Sometimes sulphur infuence can already be present in the newmake. But these notes are usually more on the “meaty” end of the taste spectrum, like in Mortlach. It is said that prolonged contact with the copper of the still during distillation reduceds the amount of sulphur in the spirit because of catalytic reactions. And if you look at some spirit safes in distilleries you will see blue copper sulfate crystals that prove this effect.
How to Cope With Sulphur?
Many whisky lovers are very sensitive to sulphur, some to an extent that they utterly detest malts that show only the slightest trace of it, Jim Murray being a prominent example. But there is also a small minority who can take quite a bit of sulphur and who may even appreciate those special aromas.

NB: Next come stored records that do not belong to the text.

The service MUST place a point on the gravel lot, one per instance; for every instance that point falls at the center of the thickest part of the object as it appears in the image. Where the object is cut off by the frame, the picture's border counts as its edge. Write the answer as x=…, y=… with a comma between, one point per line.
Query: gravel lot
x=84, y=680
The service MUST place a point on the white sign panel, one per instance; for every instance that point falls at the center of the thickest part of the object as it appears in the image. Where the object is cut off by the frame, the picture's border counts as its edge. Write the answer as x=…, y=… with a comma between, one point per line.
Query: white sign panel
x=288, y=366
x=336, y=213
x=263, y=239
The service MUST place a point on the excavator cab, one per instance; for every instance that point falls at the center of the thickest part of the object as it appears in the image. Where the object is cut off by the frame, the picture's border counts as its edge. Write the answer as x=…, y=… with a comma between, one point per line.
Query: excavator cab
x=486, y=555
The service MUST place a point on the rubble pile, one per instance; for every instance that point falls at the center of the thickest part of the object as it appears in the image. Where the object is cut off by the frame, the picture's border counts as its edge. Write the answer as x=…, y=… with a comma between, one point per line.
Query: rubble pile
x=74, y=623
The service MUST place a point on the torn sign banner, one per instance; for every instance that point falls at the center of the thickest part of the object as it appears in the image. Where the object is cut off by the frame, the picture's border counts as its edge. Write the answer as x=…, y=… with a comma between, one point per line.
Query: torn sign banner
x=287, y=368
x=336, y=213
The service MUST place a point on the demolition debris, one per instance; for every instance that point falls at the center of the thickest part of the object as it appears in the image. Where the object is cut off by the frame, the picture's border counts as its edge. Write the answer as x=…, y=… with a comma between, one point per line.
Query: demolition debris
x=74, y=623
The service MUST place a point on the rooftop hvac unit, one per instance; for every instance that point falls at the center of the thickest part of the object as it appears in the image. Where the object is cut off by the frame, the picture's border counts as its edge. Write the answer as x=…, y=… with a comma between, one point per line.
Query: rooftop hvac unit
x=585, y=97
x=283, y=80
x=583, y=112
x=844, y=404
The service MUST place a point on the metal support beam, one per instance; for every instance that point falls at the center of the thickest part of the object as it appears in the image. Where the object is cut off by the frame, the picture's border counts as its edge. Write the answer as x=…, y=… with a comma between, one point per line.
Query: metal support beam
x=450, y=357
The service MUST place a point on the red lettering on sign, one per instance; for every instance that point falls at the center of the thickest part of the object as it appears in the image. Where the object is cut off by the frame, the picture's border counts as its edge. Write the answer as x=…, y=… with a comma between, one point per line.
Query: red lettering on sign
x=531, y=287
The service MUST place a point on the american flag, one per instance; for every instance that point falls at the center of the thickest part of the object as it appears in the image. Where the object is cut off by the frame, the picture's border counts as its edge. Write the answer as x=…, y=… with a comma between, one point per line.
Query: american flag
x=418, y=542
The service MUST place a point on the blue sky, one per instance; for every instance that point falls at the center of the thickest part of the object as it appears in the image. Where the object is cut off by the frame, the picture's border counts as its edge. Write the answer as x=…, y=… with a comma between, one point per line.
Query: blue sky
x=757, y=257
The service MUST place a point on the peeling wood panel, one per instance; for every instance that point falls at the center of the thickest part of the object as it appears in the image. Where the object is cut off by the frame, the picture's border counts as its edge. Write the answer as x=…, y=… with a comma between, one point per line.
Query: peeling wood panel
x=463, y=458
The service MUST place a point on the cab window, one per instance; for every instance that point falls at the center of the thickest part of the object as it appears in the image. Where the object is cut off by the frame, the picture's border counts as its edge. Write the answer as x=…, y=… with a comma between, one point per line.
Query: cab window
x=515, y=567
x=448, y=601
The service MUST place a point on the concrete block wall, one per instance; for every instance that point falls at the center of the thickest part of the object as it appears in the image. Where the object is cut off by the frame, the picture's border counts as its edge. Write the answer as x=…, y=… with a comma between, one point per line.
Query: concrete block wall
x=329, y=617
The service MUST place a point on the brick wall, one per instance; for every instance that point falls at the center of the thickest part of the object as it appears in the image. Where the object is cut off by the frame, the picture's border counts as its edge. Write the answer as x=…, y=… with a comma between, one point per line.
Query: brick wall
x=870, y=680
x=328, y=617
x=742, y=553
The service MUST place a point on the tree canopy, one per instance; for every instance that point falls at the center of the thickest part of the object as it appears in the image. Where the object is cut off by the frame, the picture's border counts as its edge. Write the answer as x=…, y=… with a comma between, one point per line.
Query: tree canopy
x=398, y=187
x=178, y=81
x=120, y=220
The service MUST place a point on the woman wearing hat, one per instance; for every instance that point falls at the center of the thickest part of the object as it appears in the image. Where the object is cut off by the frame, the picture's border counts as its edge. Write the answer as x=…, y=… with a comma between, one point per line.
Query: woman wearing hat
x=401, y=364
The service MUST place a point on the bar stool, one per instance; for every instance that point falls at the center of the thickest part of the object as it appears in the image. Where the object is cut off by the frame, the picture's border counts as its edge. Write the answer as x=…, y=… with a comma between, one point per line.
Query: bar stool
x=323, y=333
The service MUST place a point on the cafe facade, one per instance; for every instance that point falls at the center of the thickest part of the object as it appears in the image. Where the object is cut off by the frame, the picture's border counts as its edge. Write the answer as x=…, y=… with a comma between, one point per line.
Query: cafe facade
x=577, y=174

I admit that I belong to the latter group of people. Although there have been sulphured drams I wasn’t particularly fond of, I have immensely enjoyed heavily sherried whiskies that many others regarded as sulphur-infested. A prime example is a Duncan Taylor Glenesk 1981/2007 (Cask B933) that I had tasted before I started writing tasting notes. This bottle was particularly popular in Germany, and I have heard on various occasions that for some strange reason German whisky lovers tend to like sulphur more than others, myself being no exception.
A Suprising Parallel
Obviously, sulphur isn’t something that belongs in whisky in the first place. but if you think about it, there is another chemical component that can give whisky a very specific taste: the phenols from peat smoke.
Just like sulphur, peat wasn’t meant to be a flavouring agent for whisky. It was just the fuel used to fire the kilns to dry the malt. It turned out that many people found peated whisky to their liking, so nowadays peated whisky is made on purpose even though there is no necessity to use peat anymore in malting.
And just like sulphur, peat is not everybody’s favourite. There are quite a few whisky lovers who dislike peat, albeit the fraction will be smaller than those who dislike sulphur.
Why Not Mark Sulphured Whisky?
As of today, the occurence of sulphur in whisky is erratic. It may or may not be present, and it may even be different with varying batches of the same expression. Wouldn’t it be a nice idea for distilleries to take a little more care about sulphur?
Collect the sulphured casks to create sulphur spiced expressions for those who dig them, in the same time preventing those casks to end up tainting batches of standard expressions. This way you could serve both the sulphur lovers and the sulphur haters.